Oberverwaltungsgericht Niedersachsen
Urt. v. 25.08.1993, Az.: 4 L 2694/92

Aufwendungen; Obdachloser; Ordnungsbehörde; Einweisung; Bewohnte Wohnung; Lebensunterhalt

Bibliographie

Gericht
OVG Niedersachsen
Datum
25.08.1993
Aktenzeichen
4 L 2694/92
Entscheidungsform
Urteil
Referenz
WKRS 1993, 13718
Entscheidungsname
[keine Angabe]
ECLI
ECLI:DE:OVGNI:1993:0825.4L2694.92.0A

Verfahrensgang

vorgehend
VG Oldenburg (Oldenburg) 19.03.1992 - 4 A 210/90 OS
VG Oldenburg 19.03.1992 - 4 A 210/90 OS
nachfolgend
BVerwG - 12.12.1995 - AZ: BVerwG 5 C 28/93

Amtlicher Leitsatz

Aufwendungen, die ein Obdachloser der Ordnungsbehörde aufgrund seiner Einweisung in die bisher bewohnte Wohnung oder in ein Hotel ersetzen muß, sind Aufwendungen für die Unterkunft, die vom Träger der Sozialhilfe im Rahmen der Hilfe zum Lebensunterhalt zu übernehmen sind.

Tenor:

Die Berufung der Beklagten gegen das Urteil des Verwaltungsgerichts Oldenburg - 4. Kammer Osnabrück - vom 19. März 1992 wird zurückgewiesen.

Gerichtskosten werden nicht erhoben. Die Beklagte trägt die außergerichtlichen Kosten des Berufungsverfahrens. Das Urteil ist wegen der Kosten vorläufig vollstreckbar.
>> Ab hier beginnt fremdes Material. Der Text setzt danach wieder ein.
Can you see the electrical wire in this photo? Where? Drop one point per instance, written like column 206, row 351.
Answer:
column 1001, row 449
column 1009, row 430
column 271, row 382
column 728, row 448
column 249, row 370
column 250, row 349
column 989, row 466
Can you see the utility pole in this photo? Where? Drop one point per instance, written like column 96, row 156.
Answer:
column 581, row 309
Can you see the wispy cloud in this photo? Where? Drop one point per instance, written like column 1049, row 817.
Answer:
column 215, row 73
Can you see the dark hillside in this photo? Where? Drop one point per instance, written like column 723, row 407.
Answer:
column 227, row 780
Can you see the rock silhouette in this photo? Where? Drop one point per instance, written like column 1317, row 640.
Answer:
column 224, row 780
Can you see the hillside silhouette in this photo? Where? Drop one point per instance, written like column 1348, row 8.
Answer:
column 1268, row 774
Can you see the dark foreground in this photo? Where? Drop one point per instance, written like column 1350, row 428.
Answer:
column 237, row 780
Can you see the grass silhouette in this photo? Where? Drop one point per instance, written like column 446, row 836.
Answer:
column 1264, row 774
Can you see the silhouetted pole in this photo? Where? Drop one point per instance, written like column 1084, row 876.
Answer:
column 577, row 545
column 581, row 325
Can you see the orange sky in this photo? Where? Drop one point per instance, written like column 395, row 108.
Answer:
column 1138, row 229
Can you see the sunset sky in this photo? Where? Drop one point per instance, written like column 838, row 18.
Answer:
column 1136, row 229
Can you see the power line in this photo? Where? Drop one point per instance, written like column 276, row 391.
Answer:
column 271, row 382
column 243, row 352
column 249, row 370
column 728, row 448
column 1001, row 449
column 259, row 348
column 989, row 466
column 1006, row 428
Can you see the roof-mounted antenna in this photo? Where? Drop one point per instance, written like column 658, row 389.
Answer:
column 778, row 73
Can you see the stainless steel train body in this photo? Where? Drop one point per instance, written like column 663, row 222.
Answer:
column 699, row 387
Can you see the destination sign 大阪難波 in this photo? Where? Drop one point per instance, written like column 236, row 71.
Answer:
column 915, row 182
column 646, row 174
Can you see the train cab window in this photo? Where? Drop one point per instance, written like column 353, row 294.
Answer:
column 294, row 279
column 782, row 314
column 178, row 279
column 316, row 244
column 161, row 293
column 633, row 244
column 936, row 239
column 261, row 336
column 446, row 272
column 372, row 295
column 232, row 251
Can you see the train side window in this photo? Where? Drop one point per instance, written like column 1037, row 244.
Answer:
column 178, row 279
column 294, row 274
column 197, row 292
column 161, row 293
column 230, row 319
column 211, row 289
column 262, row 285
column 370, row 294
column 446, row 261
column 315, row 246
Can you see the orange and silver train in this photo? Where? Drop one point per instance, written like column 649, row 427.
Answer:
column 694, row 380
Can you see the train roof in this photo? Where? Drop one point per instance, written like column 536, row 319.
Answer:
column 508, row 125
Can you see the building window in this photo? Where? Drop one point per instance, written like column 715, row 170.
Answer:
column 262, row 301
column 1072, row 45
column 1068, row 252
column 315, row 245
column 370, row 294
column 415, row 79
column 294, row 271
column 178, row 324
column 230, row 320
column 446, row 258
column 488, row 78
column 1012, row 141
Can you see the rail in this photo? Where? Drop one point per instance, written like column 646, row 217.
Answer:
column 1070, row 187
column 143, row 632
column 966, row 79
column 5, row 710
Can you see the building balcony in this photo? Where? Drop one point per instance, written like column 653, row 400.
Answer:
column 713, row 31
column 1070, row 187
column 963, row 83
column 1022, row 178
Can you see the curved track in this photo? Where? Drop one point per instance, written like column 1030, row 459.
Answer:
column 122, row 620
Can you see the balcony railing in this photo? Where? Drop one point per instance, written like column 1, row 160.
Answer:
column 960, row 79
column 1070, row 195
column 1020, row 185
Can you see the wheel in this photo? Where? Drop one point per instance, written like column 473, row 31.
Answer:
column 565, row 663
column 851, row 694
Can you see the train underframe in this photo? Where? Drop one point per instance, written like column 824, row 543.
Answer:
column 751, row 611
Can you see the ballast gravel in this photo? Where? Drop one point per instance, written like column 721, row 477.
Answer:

Die Beklagte kann die Vollstreckung durch Sicherheitsleistung in Höhe von 2.750,-- DM abwenden, wenn nicht die Kläger vor der Vollstreckung Sicherheit in derselben Höhe leisten.

Die Revision wird zugelassen.

Tatbestand:

1

Die Beteiligten streiten darum, ob die Beklagte diejenigen Beträge aus Mitteln der Sozialhilfe zu übernehmen hat, die sie in ihrer Eigenschaft als Ordnungsbehörde dem Kläger zu 1) für die Maßnahmen abverlangt, mit denen sie die drohende Obdachlosigkeit der Kläger abgewendet hat.

2

Am 5. Juli 1989 wurde das Einfamilienhaus der Kläger zu 1) und 2) zwangsversteigert. Weil die Kläger bis zum Ende der Räumungsfrist eine andere Wohnung nicht gefunden hatten, wies sie das Amt für öffentliche Ordnung der Beklagten bis zum 30. September 1989 in ihr zwangsversteigertes Gebäude wieder ein. Am 2. Oktober 1989 setzte es sie in ein Hotel um; dort lebten die Kläger bis zum 4. Februar 1990.

3

Mit bestandskräftigem Bescheid vom 8. März 1990 zog die Beklagte (Amt für öffentliche Ordnung) den Kläger zu 1) zum Ersatz von Kosten in Höhe von insgesamt 19.648,80 DM heran.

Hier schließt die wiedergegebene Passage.